Elliott affiliate NML Capital has been owed money for a decade but, like many holders of defaulted sovereign debt, hasn’t been able to collect. In fact, Argentina passed laws barring payments to the hedgie and other bond-exchange holdouts. Judge Thomas Griesa said those laws violated the obligation of South America’s second biggest economy to treat bondholders equally, and he ordered the country not to pay holders of the exchange bonds without also paying NML. The breakthrough is that the order can be enforced against the New York-based trustee that actually makes the payments.
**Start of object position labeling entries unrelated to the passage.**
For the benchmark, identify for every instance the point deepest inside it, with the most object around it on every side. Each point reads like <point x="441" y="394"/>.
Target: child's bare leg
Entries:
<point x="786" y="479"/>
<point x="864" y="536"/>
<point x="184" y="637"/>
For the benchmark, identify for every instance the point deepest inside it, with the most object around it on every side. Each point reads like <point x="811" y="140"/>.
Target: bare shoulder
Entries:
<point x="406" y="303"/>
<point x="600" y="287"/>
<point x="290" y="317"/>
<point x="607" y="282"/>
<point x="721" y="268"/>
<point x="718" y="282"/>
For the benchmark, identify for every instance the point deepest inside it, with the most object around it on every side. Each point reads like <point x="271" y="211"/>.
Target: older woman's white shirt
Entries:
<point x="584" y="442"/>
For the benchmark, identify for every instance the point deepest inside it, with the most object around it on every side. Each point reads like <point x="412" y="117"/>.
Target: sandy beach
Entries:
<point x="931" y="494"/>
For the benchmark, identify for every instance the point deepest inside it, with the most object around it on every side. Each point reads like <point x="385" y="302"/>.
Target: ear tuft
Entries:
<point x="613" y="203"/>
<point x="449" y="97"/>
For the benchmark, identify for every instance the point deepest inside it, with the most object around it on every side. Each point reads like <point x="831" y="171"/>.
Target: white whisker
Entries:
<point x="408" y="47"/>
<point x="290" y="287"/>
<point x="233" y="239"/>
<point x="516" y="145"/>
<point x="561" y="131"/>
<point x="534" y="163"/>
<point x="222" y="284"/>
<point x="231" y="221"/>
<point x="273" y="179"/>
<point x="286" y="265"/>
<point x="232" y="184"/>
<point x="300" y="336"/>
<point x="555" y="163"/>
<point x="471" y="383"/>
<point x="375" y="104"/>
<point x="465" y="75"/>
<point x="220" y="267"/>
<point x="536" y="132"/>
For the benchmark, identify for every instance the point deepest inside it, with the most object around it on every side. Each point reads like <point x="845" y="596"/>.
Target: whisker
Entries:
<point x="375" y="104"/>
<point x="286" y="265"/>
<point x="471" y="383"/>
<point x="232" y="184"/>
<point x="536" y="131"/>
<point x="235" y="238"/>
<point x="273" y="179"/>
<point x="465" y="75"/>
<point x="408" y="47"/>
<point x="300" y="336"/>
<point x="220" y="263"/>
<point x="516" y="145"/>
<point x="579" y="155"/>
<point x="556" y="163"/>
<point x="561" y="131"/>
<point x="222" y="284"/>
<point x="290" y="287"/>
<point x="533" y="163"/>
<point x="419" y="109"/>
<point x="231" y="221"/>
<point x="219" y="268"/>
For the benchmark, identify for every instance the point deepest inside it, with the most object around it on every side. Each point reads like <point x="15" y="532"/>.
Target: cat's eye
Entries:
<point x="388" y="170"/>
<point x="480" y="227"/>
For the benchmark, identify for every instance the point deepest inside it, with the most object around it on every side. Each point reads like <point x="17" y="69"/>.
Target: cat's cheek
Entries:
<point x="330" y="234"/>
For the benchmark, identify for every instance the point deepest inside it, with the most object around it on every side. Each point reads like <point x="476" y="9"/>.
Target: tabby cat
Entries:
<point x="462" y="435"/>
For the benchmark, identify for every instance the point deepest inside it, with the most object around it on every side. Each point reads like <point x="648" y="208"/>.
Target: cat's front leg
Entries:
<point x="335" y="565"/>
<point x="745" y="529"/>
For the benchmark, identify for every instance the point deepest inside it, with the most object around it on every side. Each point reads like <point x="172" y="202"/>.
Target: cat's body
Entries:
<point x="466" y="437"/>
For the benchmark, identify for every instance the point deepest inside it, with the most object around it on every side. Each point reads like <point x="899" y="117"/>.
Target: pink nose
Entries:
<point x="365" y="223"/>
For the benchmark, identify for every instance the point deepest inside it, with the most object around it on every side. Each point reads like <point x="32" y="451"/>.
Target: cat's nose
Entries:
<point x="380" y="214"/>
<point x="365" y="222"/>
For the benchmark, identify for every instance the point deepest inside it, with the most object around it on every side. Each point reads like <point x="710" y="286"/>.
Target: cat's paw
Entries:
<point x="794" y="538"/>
It’s similar to a 2000 Belgian court edict that Elliott used to stop settlement service Euroclear from paying on Peruvian bonds. The latest decision carries much more precedential weight, not least because it comes from a U.S. district court. But together, the orders offer creditors a potentially powerful way to enforce debtor nations’ obligations.
Courts might still disagree. Griesa’s ruling could violate the U.S. law that shields foreign countries from most lawsuits. It could also undermine debt restructurings, the bond-payment system and, if Argentina ignores it, the credibility of U.S. courts. And it’s possible that the judge misinterpreted bondholders’ right to equal treatment.
The U.S. government made similar arguments in a brief filed last week, and judges listen closely to Uncle Sam on these matters. Other lawyers say the concerns are overblown, because Argentina is a uniquely defiant deadbeat whose case won’t translate easily to other countries.
Either way, Elliott and Judge Griesa may have already had an impact. They’ve shown it’s possible to win against debtor nations, perhaps emboldening tenacious holdouts in, say, the Greek debt swap. That might gum up restructurings but, more important, it should encourage future lending by giving sovereign contracts teeth.